Our hypothesis was that selenium would increase the methylation capacity, as shown in previous reports (Christian et al. 2006; Hsueh et al. 2003). However, the present study indicated the opposite association with selenium. When further evaluation of the interaction between selenium and BMI was performed, it appeared that Romanians and Slovakians had lower blood selenium but higher fractions of methylated metabolites of arsenic in urine compared with the Hungarians. Therefore, the association between %DMA or %MA and selenium was probably not a causal association, but rather an effect of, for example, different food habits in the different countries. The selenium concentrations (mean ± SD, 100 ± 22 μg/L) do not indicate deficiency, and the concentrations were in the same range as reported in several other European populations (Batáriová et al. 2005; Van Cauwenbergh et al. 1990).

We were not able to confirm previous findings that smoking and alcohol consumption negatively influence the metabolism of iAs (Hopenhayn-Rich et al. 1996; Hsueh et al. 2003). However, this was probably because of the low arsenic exposure in the present study.

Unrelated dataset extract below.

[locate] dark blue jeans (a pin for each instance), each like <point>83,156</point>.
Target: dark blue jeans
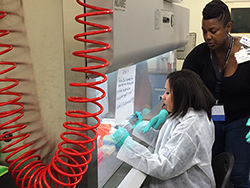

Because previous reports have shown the presence of appreciable amounts of MA(III) in human urine and have claimed that improper sampling and storage conditions are likely reasons for the absence of MA(III) in urine (Feldmann et al. 1999), we also analyzed urine samples from patients treated with high levels of arsenic trioxide [30 mg arsenic/week (unpublished data)]. Spot urine samples were collected from four plasmacytoma patients both before and after treatment and immediately frozen in liquid nitrogen until analysis (~ 3 days after collection). A trace amount of MA(III), too low to be quantifiable, was found in one patient. The results of the present study indicate that MA(III) is not a significant metabolite in human urine, in contrast to previous reports (Aposhian et al. 2000; Le et al. 2000; Mandal et al. 2001; Valenzuela et al. 2005). Our interpretation is that the high reactivity renders them to bind in tissue (Vahter 2002).

In conclusion, the present study shows that polymorphisms in genes coding for enzymes involved in the metabolism of iAs explains a part of the large interindividual variation seen in the metabolism of iAs, especially in males, although not as much as we hypothesized. Other methyltransferases are probably backing up the methylation of arsenic. Genes coding for enzymes involved in the metabolism of iAs, as well as the influence of polymorphisms in these genes on metabolism, have only recently been investigated in epidemiologic studies. More large-scale studies are needed for complete understanding of arsenic metabolism.